Large mammals, sheep, oxen and horses, can be more easily vaccinated by means of unmodified toxins, but they also require to be treated with very special precaution. Salomonsen and Madsen^[533] have given the history of their horse, immunised with diphtheria toxin. Into a mare weighing 665 kilos they were able to inject at the commencement only 1 c.c. of this toxin, and the dose had to be increased very carefully.

In the presence of all these difficulties in the use of unmodified toxins for vaccination, a different method is now generally adopted in the immunisation of animals, small or large, for the purpose of scientific research or for the preparation of toxins on a commercial scale. Vaccination is commenced with toxins modified by heat or by chemical substances. The diphtheria and tetanus toxins, those most employed in the serotherapeutic industry, are subjected to various degrees of heat. Fränkel^[534] was the first to make use of this method for vaccination against diphtheria, and Vaillard^[535] for vaccination against tetanus. It consists in introducing large doses of filtered cultures, heated to progressively lower degrees of temperature, 60°, 55°, 50° C., and then giving gradually increasing quantities of filtered cultures whose toxicity is unaltered. This method is very convenient for small animals, but for large mammals it is greatly simplified by injecting for a certain period toxins heated to 60° C., and, later, replacing these by unmodified toxin.

Phisalix and Bertrand^[536] applied an analogous method to the vaccination of the guinea-pig against the venom of the viper. This poison, which resists much higher temperatures than do the tetanus and diphtheria toxins, received a preliminary heating to 80° C. in order that it might be inoculated without danger into small animals. Under these conditions it confers a certain immunity, but even when heated to 80° C. it, in many cases, still remains sufficiently active to produce fatal results. For this reason, in the vaccination of animals for the preparation of antivenomous serum on a large scale, Calmette had recourse to another method, that of attenuating the venom by means of chemical substances.

Von Behring and Kitasato^[537] were the first to make use of iodine trichloride in the vaccination of animals against the toxins of tetanus and diphtheria. In their early experiments this substance was injected before the toxins were introduced. Later, the mixture was made in vitro and then injected into the animals. Roux devised another method which had the advantage of being simple, certain, and easily employed, for which reason it was soon introduced into commercial and scientific practice. It consists in the injection of mixtures of the tetanus or diphtheria toxins with Lugol’s iodo-ioduretted solution. The iodine, in small doses, instantly neutralises or modifies these poisons and is itself borne well, even by small animals. By employing progressively increasing doses of these mixtures, in which the amount of iodised solution becomes smaller and smaller compared with that of the toxin, we are able, without difficulty, to vaccinate the most susceptible animals and enable them to withstand considerable doses of the pure toxin. By this method it is possible to immunise guinea-pigs against the most active tetanus toxin. The method serves equally well for the preparation of horses for injections of unmodified toxins. For a longer or shorter time (according to the susceptibility of the horse) toxins which are mixed with Lugol’s iodised water are injected. Having made sure of the resistance of the horse, larger and larger quantities of pure, unmodified toxin may be introduced with impunity.

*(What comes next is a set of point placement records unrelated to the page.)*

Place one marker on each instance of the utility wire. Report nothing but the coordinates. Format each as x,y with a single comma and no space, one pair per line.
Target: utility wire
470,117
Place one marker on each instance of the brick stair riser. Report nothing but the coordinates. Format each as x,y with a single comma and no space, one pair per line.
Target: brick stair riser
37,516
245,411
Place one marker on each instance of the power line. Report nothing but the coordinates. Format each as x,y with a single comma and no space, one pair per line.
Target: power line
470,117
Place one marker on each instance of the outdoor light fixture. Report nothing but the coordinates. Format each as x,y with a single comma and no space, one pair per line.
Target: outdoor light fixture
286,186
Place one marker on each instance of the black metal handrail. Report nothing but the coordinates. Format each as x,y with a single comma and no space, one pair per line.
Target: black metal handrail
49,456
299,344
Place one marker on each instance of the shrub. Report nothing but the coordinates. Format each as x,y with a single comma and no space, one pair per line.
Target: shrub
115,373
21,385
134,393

For the immunisation of mammals of all sizes (guinea-pigs, rabbits, dogs, horses) against snake venom, Calmette, in his work at Lille, also makes use of venom modified by chemical substances, but his method differs from those we have just described. During several weeks he injects increasing quantities of venom, mixed with decreasing quantities of a solution of 1:60 of hypochlorite of lime. After this treatment the animals become capable of tolerating fatal doses of unmodified venom and can be injected with larger and larger doses.

In recent years a method of vaccinating horses against certain microbial toxins, and especially against the diphtheria toxin, by means of mixtures of toxin and antitoxic serum, or with these two products successively, has been introduced. Babes^[538] was the first to extol this method as the best for obtaining a high and durable immunisation. Afterwards, several other observers, amongst whom I may cite Pawlowsky and Maksutow^[539], Palmirsky, and especially Nikanoroff^[540], took up this question, and communicated very encouraging results. Von Behring^[541] also found it very useful in certain cases. Thus, for the vaccination of guinea-pigs against tetanus toxin, he recommends the injection of a mixture containing antitoxin and an unneutralised excess of toxin. Under these conditions he easily succeeds in immunising these small animals in cases where all other methods fail. As a general method of vaccination against toxins, however, this method has not fulfilled its promise, and Roux, who tried it several times, was not at all satisfied with it.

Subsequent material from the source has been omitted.